# Get the ship out of here (shipping Question)



## russv (Sep 21, 2009)

OK, now the project is done and ready to deliver. I have delivered it in my truck, had the customer pick it up, I've taken it to the craft show and watch it disappear down the aisle with a customer (I've even taken iit straight to the burn barrel), but what I haven't done is set up a shipping department. Let's talk about organizing ideas, when to ship USPS, UPS LTL, insurance, etc., etc.

what do we watch for and what should we avoid?

russv


----------



## TreeBones (May 21, 2007)

russv,
It might be just trial and error to find what works best for you. Over the years I have found that if you can send it through the mail (USPS) that this is the most reliable and cost effective. Fed ex is next on the price scale but can be unreliable and I have had customers complain. UPS is very good but a little more expensive, especially if you open an account.
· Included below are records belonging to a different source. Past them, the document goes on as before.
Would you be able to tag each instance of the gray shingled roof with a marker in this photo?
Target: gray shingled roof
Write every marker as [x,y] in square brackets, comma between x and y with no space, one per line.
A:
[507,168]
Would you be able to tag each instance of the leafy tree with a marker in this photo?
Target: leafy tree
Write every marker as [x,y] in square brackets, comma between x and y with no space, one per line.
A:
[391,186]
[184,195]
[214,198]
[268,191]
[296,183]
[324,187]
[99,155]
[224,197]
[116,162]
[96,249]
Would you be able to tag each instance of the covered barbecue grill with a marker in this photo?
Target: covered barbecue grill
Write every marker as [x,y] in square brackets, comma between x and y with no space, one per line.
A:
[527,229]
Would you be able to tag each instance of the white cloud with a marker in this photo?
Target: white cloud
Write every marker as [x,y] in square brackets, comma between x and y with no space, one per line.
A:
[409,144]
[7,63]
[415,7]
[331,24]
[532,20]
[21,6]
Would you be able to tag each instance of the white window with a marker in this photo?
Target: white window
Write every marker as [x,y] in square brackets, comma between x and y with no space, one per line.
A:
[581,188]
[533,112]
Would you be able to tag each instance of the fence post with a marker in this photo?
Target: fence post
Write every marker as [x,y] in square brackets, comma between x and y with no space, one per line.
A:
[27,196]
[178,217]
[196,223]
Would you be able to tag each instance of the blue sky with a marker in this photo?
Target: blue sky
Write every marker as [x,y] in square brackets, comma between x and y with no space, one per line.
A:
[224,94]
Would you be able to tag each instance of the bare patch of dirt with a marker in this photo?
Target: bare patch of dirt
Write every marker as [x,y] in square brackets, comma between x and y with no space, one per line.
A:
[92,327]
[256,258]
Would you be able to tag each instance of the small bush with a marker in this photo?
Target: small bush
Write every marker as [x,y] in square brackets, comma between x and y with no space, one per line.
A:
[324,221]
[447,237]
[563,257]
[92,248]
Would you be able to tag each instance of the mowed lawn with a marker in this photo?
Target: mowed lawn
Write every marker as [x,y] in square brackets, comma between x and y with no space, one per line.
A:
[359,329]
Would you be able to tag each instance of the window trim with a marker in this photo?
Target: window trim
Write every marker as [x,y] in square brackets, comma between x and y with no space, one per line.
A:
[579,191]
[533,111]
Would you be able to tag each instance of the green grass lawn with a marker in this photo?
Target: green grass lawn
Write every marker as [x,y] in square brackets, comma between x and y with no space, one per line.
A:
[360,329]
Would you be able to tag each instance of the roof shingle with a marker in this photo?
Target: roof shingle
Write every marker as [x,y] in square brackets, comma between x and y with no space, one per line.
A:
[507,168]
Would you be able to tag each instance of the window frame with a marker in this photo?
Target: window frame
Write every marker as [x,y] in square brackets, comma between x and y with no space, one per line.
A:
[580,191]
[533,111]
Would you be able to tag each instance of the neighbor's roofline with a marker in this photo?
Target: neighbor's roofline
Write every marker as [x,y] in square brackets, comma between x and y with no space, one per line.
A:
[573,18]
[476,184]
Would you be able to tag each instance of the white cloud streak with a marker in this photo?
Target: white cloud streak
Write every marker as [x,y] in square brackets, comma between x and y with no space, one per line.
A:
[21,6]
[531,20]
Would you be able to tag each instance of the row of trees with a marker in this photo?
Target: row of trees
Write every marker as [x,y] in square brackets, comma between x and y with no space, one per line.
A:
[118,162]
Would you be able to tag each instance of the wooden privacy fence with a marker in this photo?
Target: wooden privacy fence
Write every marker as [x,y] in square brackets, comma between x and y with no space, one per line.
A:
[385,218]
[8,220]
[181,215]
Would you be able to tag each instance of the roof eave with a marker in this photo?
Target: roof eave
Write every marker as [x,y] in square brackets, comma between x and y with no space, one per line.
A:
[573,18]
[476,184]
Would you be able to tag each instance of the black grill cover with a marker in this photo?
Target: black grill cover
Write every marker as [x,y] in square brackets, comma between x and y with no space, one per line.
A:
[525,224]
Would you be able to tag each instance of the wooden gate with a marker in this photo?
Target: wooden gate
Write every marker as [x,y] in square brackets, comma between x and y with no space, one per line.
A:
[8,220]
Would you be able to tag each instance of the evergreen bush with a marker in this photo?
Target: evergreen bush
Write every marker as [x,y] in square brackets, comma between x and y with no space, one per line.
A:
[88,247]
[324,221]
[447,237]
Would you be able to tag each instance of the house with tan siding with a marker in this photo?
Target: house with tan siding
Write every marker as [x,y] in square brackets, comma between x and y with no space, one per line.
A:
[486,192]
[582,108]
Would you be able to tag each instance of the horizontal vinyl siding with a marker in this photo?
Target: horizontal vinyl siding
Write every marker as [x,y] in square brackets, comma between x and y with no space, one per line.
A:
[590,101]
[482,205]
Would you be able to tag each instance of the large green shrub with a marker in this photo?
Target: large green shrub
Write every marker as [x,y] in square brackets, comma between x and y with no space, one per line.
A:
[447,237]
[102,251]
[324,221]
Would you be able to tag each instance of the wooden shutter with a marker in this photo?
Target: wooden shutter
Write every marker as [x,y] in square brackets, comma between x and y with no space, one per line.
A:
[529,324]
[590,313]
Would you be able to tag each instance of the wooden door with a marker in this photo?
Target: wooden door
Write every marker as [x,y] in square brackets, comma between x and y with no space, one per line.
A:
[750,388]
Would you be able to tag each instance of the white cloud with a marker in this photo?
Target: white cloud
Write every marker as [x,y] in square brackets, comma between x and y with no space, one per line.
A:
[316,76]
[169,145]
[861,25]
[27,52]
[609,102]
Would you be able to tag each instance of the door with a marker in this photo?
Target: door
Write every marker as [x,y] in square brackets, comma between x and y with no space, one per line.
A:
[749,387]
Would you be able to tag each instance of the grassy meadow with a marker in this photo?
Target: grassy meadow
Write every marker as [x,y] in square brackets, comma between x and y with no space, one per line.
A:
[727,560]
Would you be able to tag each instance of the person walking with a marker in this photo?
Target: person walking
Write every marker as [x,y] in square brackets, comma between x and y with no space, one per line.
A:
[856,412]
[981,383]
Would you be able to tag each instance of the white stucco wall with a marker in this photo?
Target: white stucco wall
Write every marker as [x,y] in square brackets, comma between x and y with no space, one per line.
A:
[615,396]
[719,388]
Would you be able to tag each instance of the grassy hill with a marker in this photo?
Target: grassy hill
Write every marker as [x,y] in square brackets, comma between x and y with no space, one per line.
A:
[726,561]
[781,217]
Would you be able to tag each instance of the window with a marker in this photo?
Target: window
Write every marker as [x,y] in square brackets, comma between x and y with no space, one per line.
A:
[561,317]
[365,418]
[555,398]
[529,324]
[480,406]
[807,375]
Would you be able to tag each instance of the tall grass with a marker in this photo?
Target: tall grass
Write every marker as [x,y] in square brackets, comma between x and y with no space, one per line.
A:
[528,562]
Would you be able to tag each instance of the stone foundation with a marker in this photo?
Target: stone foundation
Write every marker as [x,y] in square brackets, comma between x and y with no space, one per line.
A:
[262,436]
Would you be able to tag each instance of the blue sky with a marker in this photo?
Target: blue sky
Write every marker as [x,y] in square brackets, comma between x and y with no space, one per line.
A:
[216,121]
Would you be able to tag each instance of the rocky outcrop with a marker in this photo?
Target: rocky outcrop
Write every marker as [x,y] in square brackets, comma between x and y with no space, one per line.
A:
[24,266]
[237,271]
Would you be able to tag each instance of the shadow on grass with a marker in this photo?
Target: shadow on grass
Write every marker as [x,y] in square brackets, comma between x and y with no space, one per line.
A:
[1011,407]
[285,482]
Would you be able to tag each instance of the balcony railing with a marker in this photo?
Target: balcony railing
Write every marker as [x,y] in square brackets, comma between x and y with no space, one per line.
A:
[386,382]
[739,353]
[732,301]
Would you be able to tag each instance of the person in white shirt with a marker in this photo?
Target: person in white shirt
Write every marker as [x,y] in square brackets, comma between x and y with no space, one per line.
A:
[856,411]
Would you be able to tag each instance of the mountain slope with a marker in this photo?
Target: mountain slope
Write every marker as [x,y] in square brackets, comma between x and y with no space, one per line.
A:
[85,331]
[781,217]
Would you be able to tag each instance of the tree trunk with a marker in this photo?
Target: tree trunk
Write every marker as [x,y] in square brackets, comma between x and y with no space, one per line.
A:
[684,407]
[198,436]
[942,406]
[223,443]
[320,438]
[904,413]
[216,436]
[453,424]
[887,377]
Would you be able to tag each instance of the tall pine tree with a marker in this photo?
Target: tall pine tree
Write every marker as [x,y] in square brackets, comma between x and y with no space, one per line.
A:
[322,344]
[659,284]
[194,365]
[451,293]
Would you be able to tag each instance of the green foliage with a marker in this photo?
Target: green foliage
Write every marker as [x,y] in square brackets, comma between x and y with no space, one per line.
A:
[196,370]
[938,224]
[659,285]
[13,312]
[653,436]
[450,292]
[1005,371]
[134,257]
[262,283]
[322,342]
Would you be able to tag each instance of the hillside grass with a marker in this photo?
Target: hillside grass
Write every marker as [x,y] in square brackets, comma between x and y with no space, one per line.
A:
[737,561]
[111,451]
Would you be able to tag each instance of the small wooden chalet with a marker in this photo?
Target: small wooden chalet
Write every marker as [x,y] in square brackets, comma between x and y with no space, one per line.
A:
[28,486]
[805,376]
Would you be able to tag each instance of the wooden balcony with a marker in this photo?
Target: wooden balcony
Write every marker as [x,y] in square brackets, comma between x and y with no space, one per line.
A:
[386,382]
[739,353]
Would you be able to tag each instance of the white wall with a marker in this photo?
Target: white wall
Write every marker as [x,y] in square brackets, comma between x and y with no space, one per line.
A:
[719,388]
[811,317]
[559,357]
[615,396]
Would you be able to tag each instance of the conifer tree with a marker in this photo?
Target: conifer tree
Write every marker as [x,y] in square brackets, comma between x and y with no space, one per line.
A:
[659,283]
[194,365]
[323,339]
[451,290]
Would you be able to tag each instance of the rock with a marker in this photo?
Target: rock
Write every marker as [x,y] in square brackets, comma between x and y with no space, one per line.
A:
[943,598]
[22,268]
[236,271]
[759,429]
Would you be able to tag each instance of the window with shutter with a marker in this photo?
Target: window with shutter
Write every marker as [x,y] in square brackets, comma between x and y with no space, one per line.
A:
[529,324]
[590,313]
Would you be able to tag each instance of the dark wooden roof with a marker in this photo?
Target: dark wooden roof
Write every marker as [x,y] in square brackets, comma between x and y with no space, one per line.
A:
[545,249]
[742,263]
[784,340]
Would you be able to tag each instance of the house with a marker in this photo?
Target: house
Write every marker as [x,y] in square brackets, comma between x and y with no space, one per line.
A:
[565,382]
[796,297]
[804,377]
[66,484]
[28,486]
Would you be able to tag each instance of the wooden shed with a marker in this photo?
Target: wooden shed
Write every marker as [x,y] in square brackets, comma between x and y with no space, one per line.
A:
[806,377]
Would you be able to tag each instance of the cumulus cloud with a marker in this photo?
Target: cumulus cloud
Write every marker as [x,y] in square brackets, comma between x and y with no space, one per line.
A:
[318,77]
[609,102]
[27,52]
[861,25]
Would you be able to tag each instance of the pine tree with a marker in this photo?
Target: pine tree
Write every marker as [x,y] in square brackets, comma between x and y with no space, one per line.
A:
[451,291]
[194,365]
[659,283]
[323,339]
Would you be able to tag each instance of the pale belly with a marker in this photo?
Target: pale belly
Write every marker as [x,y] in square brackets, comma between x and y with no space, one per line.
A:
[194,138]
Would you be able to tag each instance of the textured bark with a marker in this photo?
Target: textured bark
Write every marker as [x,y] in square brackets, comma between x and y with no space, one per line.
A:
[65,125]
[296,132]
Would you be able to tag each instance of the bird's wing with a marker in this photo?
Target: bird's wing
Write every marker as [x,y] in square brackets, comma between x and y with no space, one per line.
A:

For the very large and heavy items I use freightquote.com they always find the lowest price.

Good Luck


----------



## TopamaxSurvivor (May 2, 2008)

UPS drops at the door and runs. If you require a signature, they don't care. still drop and run!! :-(


----------



## gerrym526 (Dec 22, 2007)

I agree with Topamax-wouldn't even include UPS on the list. If you're shipping books or clothes (think Amazon and Lands End) they're OK. However, if you're shipping something you don't want broken forget it! They're animals and will destroy anything that isnt' packed so that a tank can run over it!
Amazon.com's Tool Crib formerly used UPS, but now ships heavier tools via Fed Ex, USPS will work for items less heavy. I've also shipped furniture pieces across the country using trucking services (Yellow/Freightway, etc.). It's not cheap, but if the piece is crated properly, they'll handle it properly.
My two cents on this.


----------



## russv (Sep 21, 2009)

so what do you guys use for packing? where do you get your boxes?

russv


----------



## Innovator (Jan 20, 2009)

I use UPS and USPS to ship, the important thing is to paskage it properly. No movement inside of the box. Use popcorn or bubble wrap if possible, sometimes newspaper is ok. I get my supplies locally but there is a company that I used to get them from called Uline, here is a link to them:

http://www.uline.com/

I hope this helps


----------